Private Trust Companies


Overview

Setting up a trust structure in Malta is, for the most part, a straightforward and relatively painless procedure. The law governing their creation is the Trust and Trustees Act (Chapter 331 of the Laws of Malta) which, since its implementation has been under constant review and scrutiny by both the legislator and the regulator indicating that trust law development in Malta is far from stagnant. The most recent amendments to the TTA were implemented in 2014 after a collaborated effort between the Maltese Regulator (the Malta Financial Services Authority), the Institute of Financial Services Practitioners (“IFSP”) and other trust law experts.

One of the most recent additions is the introduction of article 43B that caters for the setup of Private Trust Companies (PTCs) or rather, family trusts. These structures have proven to be an effective and popular means of holding property in trust for families in other jurisdictions. Such companies benefit from lessened regulatory formalities, which is an attractive quality for estate planners worldwide.       The nature of the trustee in this respect is rather different to that of a qualified trustee in a normal trust setup. Here, the trustee does not act habitually or for the public, but privately. In fact, as the legal provision states, the Trustee may only act on behalf of a maximum of five settlors at a time.


Authorisation process

What is particularly interesting in these cases is that Authorisation from the Malta Financial Services Authority is not required as it is in other Trust structures which is seen to be another redeemable quality of PTCs. Having said that, registration is still necessary and the Regulator still has certain supervisory obligations in this regard, albeit less onerous ones. In fact, Article 52 of the TTA allows for the MFSA to issue regulatory rules (hereinafter referred to as the PTC Rules) in their respect. The PTC Rules are binding on trustees and were officially implemented in April of 2016.

The PTC operates through a Board of Directors consisting of at least three that may be a mixture of both qualified individuals and family members related to the settlor by consanguinity, adoption or affinity in the direct line up to any degree or in the collateral line up to the fifth degree inclusively.

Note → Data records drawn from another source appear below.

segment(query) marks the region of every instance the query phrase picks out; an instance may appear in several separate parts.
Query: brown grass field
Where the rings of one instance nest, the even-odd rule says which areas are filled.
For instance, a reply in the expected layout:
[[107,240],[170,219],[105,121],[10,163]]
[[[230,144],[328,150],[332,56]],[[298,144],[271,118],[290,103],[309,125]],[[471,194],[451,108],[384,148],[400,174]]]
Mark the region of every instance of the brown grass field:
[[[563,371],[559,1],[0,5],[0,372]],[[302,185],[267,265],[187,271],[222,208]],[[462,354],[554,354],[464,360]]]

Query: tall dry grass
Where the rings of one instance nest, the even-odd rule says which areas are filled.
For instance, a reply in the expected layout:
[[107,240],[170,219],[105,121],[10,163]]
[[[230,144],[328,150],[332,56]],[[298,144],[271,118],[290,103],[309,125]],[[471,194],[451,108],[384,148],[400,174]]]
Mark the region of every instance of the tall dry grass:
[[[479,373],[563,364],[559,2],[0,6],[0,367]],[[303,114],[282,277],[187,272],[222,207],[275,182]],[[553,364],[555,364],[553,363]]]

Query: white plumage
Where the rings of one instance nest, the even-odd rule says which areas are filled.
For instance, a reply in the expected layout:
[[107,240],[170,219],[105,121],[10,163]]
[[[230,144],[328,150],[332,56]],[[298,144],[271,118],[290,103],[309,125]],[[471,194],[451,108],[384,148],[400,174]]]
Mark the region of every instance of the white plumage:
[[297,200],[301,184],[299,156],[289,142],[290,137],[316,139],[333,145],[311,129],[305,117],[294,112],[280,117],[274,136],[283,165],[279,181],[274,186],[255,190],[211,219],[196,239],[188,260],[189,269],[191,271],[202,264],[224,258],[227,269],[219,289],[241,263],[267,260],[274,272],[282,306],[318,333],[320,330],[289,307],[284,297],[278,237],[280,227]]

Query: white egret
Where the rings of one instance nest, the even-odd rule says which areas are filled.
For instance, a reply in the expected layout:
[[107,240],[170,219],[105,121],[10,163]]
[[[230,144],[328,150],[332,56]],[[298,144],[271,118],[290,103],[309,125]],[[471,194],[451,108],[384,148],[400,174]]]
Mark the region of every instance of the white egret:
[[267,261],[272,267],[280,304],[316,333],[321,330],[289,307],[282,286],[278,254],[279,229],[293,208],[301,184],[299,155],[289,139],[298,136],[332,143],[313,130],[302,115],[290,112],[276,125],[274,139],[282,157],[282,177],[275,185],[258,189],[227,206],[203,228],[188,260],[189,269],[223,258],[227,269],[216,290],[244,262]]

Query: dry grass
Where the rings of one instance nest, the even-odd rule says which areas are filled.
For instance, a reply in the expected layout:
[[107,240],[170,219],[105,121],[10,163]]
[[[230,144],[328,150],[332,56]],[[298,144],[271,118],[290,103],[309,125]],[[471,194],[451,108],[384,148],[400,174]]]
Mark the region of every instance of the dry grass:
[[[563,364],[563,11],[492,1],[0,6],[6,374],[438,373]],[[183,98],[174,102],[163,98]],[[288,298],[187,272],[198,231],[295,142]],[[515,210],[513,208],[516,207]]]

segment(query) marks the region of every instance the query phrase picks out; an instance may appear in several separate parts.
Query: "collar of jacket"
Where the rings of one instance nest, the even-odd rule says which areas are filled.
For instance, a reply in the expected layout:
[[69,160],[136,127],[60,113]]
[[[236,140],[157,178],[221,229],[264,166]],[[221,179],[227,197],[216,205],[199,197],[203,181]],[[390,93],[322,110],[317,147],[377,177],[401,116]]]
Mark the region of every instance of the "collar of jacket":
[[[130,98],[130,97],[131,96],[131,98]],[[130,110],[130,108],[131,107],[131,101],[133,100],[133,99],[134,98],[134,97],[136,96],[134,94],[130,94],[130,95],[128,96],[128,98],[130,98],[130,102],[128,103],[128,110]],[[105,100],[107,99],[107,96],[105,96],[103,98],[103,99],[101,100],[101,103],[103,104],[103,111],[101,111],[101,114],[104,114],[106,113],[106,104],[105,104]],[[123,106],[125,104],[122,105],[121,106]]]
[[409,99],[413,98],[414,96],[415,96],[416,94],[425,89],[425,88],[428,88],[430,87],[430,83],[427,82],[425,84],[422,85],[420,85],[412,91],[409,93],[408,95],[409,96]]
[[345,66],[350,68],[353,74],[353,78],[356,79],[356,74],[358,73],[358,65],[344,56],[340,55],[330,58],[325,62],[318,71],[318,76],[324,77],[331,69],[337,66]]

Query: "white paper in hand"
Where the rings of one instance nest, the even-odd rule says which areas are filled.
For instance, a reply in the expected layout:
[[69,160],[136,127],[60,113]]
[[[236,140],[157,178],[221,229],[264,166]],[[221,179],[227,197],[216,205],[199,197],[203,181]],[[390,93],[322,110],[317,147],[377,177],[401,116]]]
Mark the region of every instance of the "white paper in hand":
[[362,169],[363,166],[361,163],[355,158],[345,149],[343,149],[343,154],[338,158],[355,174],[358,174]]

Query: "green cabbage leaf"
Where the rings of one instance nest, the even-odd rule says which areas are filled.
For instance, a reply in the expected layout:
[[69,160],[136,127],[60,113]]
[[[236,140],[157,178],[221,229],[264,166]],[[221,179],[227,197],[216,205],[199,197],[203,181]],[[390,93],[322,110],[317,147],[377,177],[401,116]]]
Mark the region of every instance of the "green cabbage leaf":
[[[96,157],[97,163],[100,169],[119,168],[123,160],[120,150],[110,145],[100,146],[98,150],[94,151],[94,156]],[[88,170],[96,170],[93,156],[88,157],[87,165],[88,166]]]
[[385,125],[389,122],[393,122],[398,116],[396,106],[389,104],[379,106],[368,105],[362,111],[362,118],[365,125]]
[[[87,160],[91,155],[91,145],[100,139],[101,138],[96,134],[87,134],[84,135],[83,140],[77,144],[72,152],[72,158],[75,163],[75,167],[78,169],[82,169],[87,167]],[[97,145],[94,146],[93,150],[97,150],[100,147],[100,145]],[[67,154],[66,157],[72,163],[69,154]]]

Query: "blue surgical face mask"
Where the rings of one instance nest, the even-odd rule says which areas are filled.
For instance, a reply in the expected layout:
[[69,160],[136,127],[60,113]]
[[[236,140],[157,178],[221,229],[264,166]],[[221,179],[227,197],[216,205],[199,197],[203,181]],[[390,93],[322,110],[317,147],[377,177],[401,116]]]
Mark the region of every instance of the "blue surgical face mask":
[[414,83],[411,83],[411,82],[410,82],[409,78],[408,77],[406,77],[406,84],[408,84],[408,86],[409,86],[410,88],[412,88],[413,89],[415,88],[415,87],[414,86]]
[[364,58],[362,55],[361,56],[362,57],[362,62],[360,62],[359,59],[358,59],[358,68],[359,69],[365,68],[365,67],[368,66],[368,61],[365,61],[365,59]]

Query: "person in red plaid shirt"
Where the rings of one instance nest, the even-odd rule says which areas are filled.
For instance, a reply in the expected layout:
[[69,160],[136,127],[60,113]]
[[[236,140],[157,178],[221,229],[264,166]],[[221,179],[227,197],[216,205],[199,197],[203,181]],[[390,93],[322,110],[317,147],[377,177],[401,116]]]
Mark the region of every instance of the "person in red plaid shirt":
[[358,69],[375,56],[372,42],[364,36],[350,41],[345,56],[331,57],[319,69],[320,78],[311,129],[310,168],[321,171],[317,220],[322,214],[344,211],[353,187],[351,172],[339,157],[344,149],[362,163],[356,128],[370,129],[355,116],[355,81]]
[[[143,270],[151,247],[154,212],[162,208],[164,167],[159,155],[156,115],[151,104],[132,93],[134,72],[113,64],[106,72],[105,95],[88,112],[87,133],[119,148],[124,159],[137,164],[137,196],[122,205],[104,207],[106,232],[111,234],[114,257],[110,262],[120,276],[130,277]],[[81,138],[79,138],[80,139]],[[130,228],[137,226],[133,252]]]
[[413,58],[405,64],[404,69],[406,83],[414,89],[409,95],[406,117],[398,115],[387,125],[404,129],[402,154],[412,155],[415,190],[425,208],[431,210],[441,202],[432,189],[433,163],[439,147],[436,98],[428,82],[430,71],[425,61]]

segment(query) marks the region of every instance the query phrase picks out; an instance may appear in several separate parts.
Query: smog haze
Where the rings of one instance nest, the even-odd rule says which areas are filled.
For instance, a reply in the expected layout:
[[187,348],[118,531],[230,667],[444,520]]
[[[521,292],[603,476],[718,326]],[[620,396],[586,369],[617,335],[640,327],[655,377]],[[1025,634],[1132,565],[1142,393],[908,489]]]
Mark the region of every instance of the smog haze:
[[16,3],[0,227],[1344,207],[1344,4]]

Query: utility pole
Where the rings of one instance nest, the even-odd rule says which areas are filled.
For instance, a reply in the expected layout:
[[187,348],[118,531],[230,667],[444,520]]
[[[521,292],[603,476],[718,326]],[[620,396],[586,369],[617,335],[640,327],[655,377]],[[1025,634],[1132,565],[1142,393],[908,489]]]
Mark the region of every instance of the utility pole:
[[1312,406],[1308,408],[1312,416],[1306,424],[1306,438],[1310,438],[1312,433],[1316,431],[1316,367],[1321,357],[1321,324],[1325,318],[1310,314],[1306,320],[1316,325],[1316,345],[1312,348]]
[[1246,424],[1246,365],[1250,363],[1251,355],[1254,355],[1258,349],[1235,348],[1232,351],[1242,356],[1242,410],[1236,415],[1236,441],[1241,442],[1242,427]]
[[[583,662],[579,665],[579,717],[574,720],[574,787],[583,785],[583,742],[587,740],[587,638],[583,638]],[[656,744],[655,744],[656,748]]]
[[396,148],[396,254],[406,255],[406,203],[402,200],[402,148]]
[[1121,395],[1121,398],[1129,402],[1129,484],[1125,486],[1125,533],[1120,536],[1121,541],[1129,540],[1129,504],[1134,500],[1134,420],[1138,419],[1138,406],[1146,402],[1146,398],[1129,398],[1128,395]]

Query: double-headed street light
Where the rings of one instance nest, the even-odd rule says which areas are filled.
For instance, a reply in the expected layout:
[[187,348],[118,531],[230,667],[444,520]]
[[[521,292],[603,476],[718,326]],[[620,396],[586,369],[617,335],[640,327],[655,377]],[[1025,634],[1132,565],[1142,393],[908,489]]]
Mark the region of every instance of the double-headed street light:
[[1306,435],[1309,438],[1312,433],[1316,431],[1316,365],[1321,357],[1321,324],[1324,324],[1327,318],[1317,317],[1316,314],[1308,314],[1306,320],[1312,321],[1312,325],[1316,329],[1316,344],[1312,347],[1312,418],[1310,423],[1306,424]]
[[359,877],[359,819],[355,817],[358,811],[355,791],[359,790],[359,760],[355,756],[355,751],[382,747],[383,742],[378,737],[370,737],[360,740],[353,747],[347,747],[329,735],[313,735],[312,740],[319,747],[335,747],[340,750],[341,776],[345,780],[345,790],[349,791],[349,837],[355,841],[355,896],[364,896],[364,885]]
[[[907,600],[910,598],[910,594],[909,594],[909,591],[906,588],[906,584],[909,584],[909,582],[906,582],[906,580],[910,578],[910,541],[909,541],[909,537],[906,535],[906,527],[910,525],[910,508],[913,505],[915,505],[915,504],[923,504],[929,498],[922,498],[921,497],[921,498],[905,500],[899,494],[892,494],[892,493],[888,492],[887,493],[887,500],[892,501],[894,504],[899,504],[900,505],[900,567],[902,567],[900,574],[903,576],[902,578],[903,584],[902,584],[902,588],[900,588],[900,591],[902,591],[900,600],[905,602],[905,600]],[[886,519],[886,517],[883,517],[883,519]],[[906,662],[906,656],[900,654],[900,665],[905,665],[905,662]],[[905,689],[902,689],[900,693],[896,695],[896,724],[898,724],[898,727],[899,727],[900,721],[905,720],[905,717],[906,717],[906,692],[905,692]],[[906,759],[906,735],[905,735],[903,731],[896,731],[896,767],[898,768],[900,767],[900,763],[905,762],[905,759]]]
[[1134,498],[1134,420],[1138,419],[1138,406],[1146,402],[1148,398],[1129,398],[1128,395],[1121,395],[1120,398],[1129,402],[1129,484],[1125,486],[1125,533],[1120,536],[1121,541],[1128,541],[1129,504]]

The PTC Rules emphasise that one of the three directors must necessarily have the relevant experience in trust administration. It is the intention of the PTC to allow settlors to maintain a level of control of their assets as they are able to appoint themselves to the board of directors so long as they are not the only beneficiaries to the trust. Alternatively, they may appoint a member of their family. In doing so, settlors are able to maintain a say in what happens to their estate, yet achieve peace of mind that there is also an experienced individual on board, who will make informed decisions in the best interest of the trust. In this way, discretionary balance is achieved.


Benefits of setting up a Private Trust Company

Some benefits of creating a PTC include:

  • an added degree of control it provides (particularly where the settlor is from a jurisdiction unacquainted with such a trust concept)
  • The PTC seeks to eliminate the difficulties found by most settlors to comprehend the notion of surrendering control of their own assets to people they do not know, let alone trust in a jurisdiction they are not familiar with.


Requirements

The Trustee must be a Maltese registered limited liability company set up in accordance with the Companies Act with its M&A limiting it to act as a Trustee for specific settlors only not amounting to more than 5 in one go and to providing specific administrative services. The directors cannot be corporate directors, but must sit on the board as individuals and must satisfy the Regulator’s fit and proper test following the submission of their Personal Questionnaires. One of the managing directors must assume the role of Money Laundering Reporting Officer (“MLRO”) in terms of the Prevention of Money Laundering and Funding of Terrorism Regulations (S.L. 373.01, Laws of Malta) and the FIAU’s Implementing Procedures and must satisfy all obligations in this regard. This will ascertain the director’s integrity, competence and financial standing. A formal application is filed with the MFSA which is subsequently kept in the Register of Trustees for Family Offices and given public access. The Trustee Company must ensure that it maintains adequate insurance cover proportionate to the nature and size of the activities throughout the entire duration of the Trust setup. The PTC Rules go on to define the role, obligations and duties pertaining to directors of the PTC. The factors that may lead to a suspension or cancellation of registration with the MFSA as well as the reporting obligations owed to the Regulator.